Vixie is furious that the details had been disclosed, though Kaminsky emphasizes the positive. They had expected to get 50 percent of vulnerable servers patched over the year. They have two-thirds fixed within a month, most before the leak occurred.

“We managed 13 days of opportunity to patch without the underlying vulnerability being known,” Kaminsky says. “It wasn’t the 30 I was hoping for, but I’ll take 13 over zero any day of the week.”

000.000.0.6 What happened in Vegas

The intrigues in the run-up to the Black Hat Conference only whet people’s appetite for Kaminsky’s full disclosure. The likes of The New York Times and the BBC are taking notice; Wired magazine is collecting pieces for a 4,000-word profile.

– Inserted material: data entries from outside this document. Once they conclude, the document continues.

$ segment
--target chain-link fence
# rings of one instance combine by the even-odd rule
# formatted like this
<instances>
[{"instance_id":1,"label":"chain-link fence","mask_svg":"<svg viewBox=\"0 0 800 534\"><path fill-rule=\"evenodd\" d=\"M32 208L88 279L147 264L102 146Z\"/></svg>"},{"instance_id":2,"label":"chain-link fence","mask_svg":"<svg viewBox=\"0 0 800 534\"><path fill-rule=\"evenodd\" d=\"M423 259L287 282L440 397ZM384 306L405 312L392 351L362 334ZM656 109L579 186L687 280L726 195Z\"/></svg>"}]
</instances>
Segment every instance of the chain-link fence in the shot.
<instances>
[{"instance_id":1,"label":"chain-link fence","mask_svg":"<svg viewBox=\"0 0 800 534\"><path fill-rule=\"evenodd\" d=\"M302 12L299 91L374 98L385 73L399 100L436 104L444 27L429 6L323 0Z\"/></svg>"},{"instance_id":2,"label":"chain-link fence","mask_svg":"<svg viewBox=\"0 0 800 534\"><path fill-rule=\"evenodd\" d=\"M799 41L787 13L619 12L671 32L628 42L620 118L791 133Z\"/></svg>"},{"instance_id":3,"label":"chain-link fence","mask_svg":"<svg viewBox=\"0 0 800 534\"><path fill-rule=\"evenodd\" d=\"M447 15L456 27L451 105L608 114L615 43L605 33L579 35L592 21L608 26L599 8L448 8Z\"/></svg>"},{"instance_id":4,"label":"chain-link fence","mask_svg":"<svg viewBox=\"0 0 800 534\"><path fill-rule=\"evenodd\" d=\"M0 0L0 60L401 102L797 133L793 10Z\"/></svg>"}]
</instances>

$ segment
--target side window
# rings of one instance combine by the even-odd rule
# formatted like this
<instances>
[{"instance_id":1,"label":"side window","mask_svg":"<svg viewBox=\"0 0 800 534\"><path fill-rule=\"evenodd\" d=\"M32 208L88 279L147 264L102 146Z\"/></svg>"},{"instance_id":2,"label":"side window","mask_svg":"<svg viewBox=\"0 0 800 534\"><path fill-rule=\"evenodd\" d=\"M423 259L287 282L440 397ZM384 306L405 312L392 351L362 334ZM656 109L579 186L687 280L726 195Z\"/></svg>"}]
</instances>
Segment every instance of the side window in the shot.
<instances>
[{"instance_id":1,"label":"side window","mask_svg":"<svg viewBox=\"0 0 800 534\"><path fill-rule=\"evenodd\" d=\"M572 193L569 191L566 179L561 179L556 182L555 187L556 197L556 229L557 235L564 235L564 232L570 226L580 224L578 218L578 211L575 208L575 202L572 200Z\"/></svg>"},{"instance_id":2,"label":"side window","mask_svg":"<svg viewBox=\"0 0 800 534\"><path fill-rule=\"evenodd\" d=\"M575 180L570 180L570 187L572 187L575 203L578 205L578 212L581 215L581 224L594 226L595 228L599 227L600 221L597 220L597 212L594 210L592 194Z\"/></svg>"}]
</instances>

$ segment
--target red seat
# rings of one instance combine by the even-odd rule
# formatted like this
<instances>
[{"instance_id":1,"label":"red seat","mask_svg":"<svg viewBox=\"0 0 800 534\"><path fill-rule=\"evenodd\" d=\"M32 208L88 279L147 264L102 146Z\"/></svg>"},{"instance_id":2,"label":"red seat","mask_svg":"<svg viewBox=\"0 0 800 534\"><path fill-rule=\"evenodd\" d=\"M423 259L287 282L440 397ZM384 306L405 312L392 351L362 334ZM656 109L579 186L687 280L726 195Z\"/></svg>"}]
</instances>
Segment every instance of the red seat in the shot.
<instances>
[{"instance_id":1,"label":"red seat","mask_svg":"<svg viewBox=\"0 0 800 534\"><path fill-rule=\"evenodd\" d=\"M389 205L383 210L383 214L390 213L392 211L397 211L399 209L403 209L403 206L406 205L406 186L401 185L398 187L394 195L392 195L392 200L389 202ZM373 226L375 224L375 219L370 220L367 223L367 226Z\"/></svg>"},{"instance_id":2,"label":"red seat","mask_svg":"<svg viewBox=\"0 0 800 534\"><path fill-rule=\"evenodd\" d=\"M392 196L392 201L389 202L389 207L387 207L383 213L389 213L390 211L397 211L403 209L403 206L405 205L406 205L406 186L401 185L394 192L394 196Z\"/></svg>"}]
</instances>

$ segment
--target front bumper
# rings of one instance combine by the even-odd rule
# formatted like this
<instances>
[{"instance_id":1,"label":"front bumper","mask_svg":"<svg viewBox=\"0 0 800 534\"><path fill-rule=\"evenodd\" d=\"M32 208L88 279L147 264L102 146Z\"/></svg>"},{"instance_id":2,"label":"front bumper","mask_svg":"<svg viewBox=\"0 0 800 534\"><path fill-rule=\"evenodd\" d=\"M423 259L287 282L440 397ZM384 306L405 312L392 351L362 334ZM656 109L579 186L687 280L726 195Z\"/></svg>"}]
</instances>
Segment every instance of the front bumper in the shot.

With so much attention, Kaminsky’s speech is ripe for disappointment. Before Kaminsky’s appearance, fellow hackers even nominate him for the conference’s Most Overhyped Bug award. But it’s a standing-room-only crowd in the ballroom at Caesar’s Palace when he takes the stage. And Kaminsky fulfills the overstuffed expectations. His long-awaited full disclosure earns ovations and cheers from fellow hackers. Not only has he found the bug, but he has marshaled the forces to fix it—even if his success in doing just that has made it harder to measure just how close the Internet came to the chaos he warned of.

“Kaminsky has done more than any other human in history to raise awareness on a single security issue,” trumpets one story on InternetNews.com. “The silent threat that had been lurking in the plumbing of the Internet is silent no more.”

One journalist writing for CNET opines, “He has changed Internet security, and done so for the better of us all.”

Two years later, the spotlight has waned, Kaminsky says, gladly. Chief scientist and co-founder of a firm called Recursion Ventures, he is not sure he’d want to weather such a media storm again, though he says the attention served its purpose, making the flaw virtually useless to hackers.

But he’s the first to admit that the fix amounted to a Band-Aid. The Internet is so rife with holes and security lapses, it is best to think of your cyber exchanges as postcards in the mail, he says. There’s little stopping someone from reading them—or even rewriting them. He was just able to find a way to make it harder to redirect them. “On the Internet, we haven’t really invented the envelope yet,” he says.

Much of his work now is getting people to grasp the importance of making overdue steps in security. Indeed, in May 2009, Kaminsky took his act to Capitol Hill to testify before the House Subcommittee on Communications, Technology and the Internet. Not surprisingly, he offered a grim portrayal of the serious threats abounding in cyberspace. “The problems that we are trying to solve are smeared across company boundaries, are smeared across individual boundaries and, indeed, are smeared across the public-private boundary,” he told the committee in his closing remarks. “There actually does need to be a coordinating authority across all of these disparate actors to guide the public partnership toward actually fixing the scale of the problems,” he said.

Kaminsky, the diplomat, at your service.